Goldenburg GJ, et al. Cooperative trial of immunotherapy for nasopharyngeal carcinoma with transfer factor from donors with Epstein-Barr virus antibody activity. Cancer Treat Rep 1985; 69(7-8): 761-7.
A prospective randomized double-blind trial evaluated the effect of immunotherapy with transfer factor as an adjunct to radiotherapy of patients with Stage III nasopharyngeal carcinoma (NPC). One hundred patients were randomized to receive either radiotherapy alone or radiotherapy along with an 18-month course of transfer factor immunotherapy. Patients were followed for at least five years, and no significant difference in disease-free survival or survival was noted between the two groups.
Fujisawa T, et al. Randomized controlled trial of transfer factor immunochemotherapy as an adjunct to surgical treatment for primary adenocarcinoma of the lung. Jpn J Surg 1984; 14(6): 452-8.
One hundred and two patients with primary resected adenocarcinoma of the lung were randomly assigned to a treatment group (transfer factor) and a control group (placebo). The treatment group had significantly higher survival rates than the control group in Stage I cases, while there was no significant difference between groups in patients in stages II, III and IV.
Wagner G, et al. Transfer factor for adjuvant immunotherapy in cervical cancer. Cancer Detect Prev Suppl 1987; 1: 373-6.
In a prospective randomized double-blind study of 60 patients with invasive cervical cancer, one group was treated with transfer factor derived from leukocytes of the patients' husbands, while the control group was treated with placebo. Survival rates among members of the treatment group were significantly higher than those of the control group within the first two years after radical hysterectomy. When the collectives were subdivided, significant differences were found in patients under age 35 and in patients with Stage I disease.
Whyte RI, et al. Adjuvant treatment using transfer factor for bronchogenic carcinoma: long-term follow-up. Ann Thorac Surg 1992; 53(3): 391-6.

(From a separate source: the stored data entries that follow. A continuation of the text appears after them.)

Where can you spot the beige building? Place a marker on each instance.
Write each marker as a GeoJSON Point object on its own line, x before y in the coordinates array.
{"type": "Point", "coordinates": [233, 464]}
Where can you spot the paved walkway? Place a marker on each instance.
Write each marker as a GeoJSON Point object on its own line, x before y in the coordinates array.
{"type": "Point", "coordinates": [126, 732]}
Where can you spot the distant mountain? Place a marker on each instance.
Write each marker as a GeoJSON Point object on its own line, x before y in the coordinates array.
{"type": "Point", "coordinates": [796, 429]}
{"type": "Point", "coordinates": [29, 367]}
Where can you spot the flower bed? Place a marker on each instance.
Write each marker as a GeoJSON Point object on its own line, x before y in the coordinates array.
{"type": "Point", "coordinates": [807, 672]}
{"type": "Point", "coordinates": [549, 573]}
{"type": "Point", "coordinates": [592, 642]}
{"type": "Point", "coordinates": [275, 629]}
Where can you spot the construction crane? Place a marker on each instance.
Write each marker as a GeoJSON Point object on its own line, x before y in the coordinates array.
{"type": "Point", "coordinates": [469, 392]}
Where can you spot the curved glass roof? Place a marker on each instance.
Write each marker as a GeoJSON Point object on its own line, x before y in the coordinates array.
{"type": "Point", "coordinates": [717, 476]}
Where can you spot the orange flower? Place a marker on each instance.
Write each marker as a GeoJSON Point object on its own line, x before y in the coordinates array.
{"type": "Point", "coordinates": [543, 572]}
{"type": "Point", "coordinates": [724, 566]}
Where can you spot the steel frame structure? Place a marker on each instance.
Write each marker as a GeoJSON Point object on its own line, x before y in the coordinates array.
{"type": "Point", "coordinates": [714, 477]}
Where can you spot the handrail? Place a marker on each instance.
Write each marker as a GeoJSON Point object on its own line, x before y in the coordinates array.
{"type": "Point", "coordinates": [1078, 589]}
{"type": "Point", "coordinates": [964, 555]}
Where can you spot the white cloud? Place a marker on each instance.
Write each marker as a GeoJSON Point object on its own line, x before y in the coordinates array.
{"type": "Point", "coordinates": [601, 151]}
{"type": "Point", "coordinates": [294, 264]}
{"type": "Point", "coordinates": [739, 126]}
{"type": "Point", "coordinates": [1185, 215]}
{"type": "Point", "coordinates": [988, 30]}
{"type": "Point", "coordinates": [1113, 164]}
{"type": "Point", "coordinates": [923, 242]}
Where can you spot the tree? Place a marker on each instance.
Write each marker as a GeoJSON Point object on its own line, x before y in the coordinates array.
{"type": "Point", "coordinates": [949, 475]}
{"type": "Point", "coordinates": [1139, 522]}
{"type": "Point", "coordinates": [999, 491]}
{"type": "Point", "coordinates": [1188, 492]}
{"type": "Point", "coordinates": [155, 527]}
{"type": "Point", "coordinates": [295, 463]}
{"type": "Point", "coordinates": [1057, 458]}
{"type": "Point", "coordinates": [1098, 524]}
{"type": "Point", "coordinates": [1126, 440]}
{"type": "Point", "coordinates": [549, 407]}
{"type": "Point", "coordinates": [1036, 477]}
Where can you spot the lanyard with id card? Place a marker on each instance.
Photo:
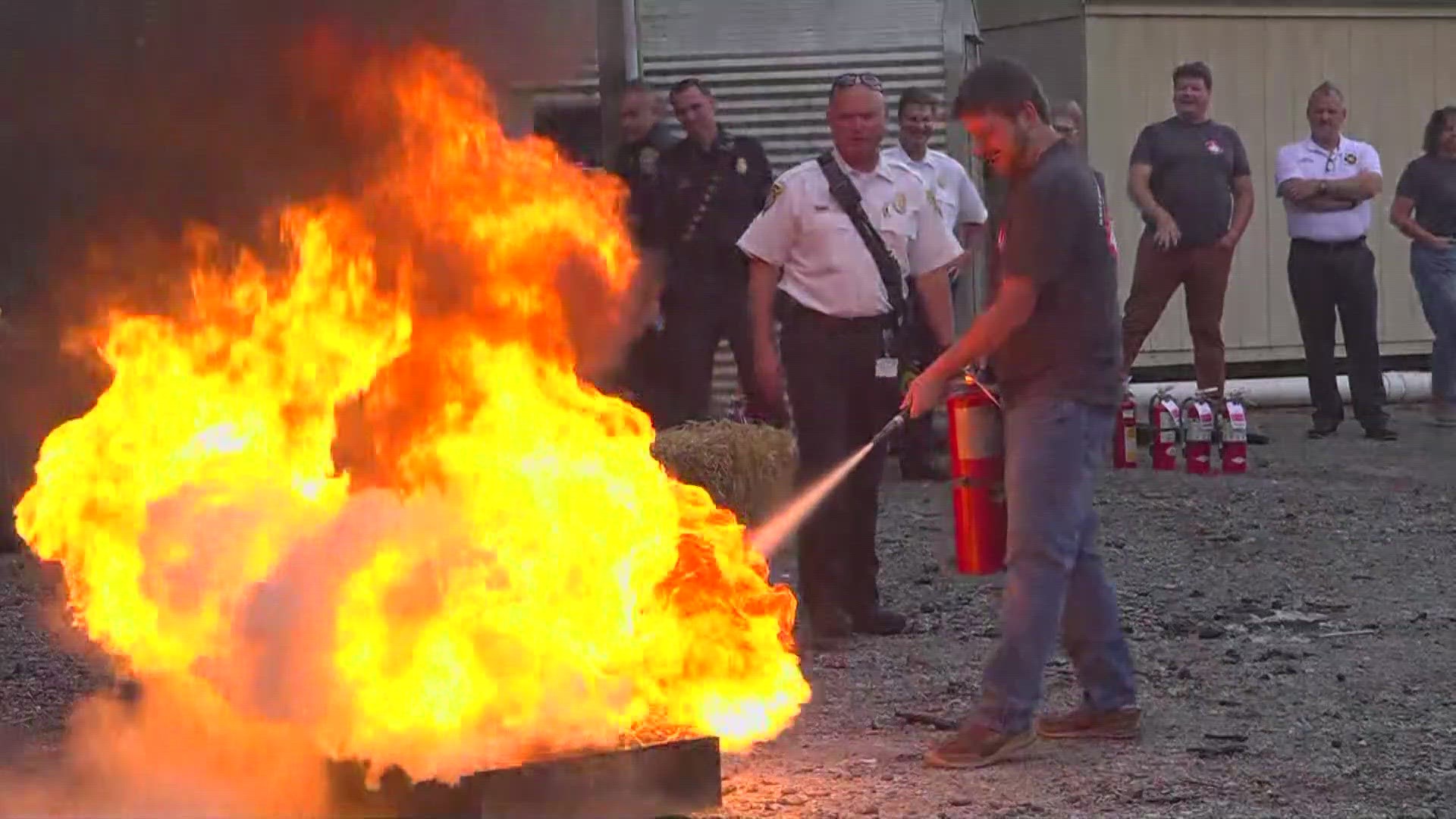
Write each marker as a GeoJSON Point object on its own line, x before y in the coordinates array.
{"type": "Point", "coordinates": [887, 366]}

Between 1976 and 1982, 63 patients who underwent pulmonary resection, mediastinal lymph node dissection and, in some cases, mediastinal irradiation, were randomized into two groups. The treatment group received transfer factor at three-month intervals after operation, while the control group received saline solution at identical intervals. The two-year, five-year and 10-year survival rates in patients receiving transfer factor were not statistically significant when compared with the survival rates of the control group, though the differences between the groups were large enough to merit further research.